Back to Feast

WE MUST ENSURE PYTHON CONSISTENCY BETWEEN NOTEBOOK AND FEAST SERVERS

examples/rhoai-quickstart/feast-demo-quickstart.ipynb

0.63.013.8 KB
Original Source

Installing Feast

Feast is a python dependency so we have to install it using pip

python
# WE MUST ENSURE PYTHON CONSISTENCY BETWEEN NOTEBOOK AND FEAST SERVERS
# LAUNCH THIS NOTEBOOK FROM A CLEAN PYTHON ENVIRONMENT >3.9
%pip install -q feast==0.40.1
# grpcio is needed as a dependency in the later section of the example to run the feast registry server.
%pip install -q grpcio

Creating and initializing Feast project

python
# Displaying the current directory. We will know where the feast files will be created so that we can review them using jupyter console or explorer
%pwd
python
# Creating the feast repository. If there is already existing repository then removing it first.
!rm -rf my_feast_project
!feast init my_feast_project

Above output displays where the feast repo has been created. It may differ based on the environment configuration.

python
# Going to change the current directory to feature_repo so that we can execute feast CLI commands.
%cd my_feast_project/feature_repo
python
# Inspect the feast repo path files. Displaying folder strucuture as tree. Going to describe each file/folder purpose.
!find . | sed -e 's/[^-][^\/]*\// |-- /g' -e 's/|-- \(.*\)/+-- \1/'

Now the feast repo has been created for you. Running the feast init command populated the directory with an example feature store structure, complete with example data.

We are defining an entity for the driver in the current example. You can think of an entity as a primary key used to fetch features. Rest of the example will work on the driver data. All the data is coming from the data/driver_stats.parquet file which will act as offline store in our example.

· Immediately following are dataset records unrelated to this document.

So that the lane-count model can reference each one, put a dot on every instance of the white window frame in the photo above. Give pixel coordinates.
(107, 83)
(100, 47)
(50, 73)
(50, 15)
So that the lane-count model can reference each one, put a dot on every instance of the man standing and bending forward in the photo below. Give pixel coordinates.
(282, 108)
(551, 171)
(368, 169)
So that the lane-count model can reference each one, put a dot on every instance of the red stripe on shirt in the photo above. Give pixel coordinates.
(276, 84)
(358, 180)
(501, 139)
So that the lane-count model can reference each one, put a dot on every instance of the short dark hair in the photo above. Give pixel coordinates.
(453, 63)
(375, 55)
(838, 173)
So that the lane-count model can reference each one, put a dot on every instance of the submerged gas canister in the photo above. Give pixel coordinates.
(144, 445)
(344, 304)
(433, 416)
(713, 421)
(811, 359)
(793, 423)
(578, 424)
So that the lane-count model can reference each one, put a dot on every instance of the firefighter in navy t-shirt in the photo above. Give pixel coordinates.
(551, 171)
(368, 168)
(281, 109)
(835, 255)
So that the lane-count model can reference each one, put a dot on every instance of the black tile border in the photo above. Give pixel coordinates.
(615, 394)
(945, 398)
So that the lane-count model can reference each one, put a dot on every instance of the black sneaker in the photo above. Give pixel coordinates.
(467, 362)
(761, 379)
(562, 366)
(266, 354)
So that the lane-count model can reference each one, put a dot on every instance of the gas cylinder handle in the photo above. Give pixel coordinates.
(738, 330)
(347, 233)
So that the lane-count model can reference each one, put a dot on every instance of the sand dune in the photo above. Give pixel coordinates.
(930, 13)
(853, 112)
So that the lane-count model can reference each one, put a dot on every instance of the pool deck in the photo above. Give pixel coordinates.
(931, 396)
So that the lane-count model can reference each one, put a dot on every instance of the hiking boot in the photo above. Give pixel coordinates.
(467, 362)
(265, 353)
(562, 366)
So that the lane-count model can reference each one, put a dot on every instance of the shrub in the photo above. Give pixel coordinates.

Inspect the below files before going further in the current example.

data contains the parquet file data used to demonstrate this example.

example_repo.py file will have the code to create feast objects such as FeatureView, FeatureServices and OnDemandFeatureViews required to demonstrate this example. my_feast_project/feature_repo/example_repo.py

feature_store.yaml file will have all the configurations related to feast. my_feast_project/feature_repo/feature_store.yaml

test_workflow.py contains the python code to demonstrate run all key Feast commands, including defining, retrieving, and pushing features. my_feast_project/feature_repo/test_workflow.py

python
!cat feature_store.yaml

File data/driver_stats.parquet is generated by the feast init command and it acts a historical information source to this example. We have defined this source in the my_feast_project/feature_repo/feature_definitions.py file.

python
driver_stats_source = FileSource(
    name="driver_hourly_stats_source",
    path="/opt/app-root/src/feast/examples/rhoai-quickstart/my_feast_project/feature_repo/data/driver_stats.parquet",
    timestamp_field="event_timestamp",
    created_timestamp_column="created",
)
python
import pandas as pd
pd.read_parquet("data/driver_stats.parquet")

You have not created any feast objects to do that you have to execute command feast apply on the directory where feature_store.yaml exists. Lets go and do that now.

python
# Below folder is creating interference with the feast apply command so deleting it in case if it exists.
!rm -rf .ipynb_checkpoints/
python
# this command will actual creates the feast objects mentioned in `example_repo.py`
!feast apply

Generating the training Data

To train a model, we need features and labels. Often, this label data is stored separately (e.g. you have one table storing user survey results and another set of tables with feature values). Feast can help generate the features that map to these labels.

Feast needs a list of entities (e.g. driver ids) and timestamps. Feast will join relevant tables to create the relevant feature vectors. There are two ways to generate this list:

  • The user can query that table of labels with timestamps and pass that into Feast as an entity dataframe for training data generation.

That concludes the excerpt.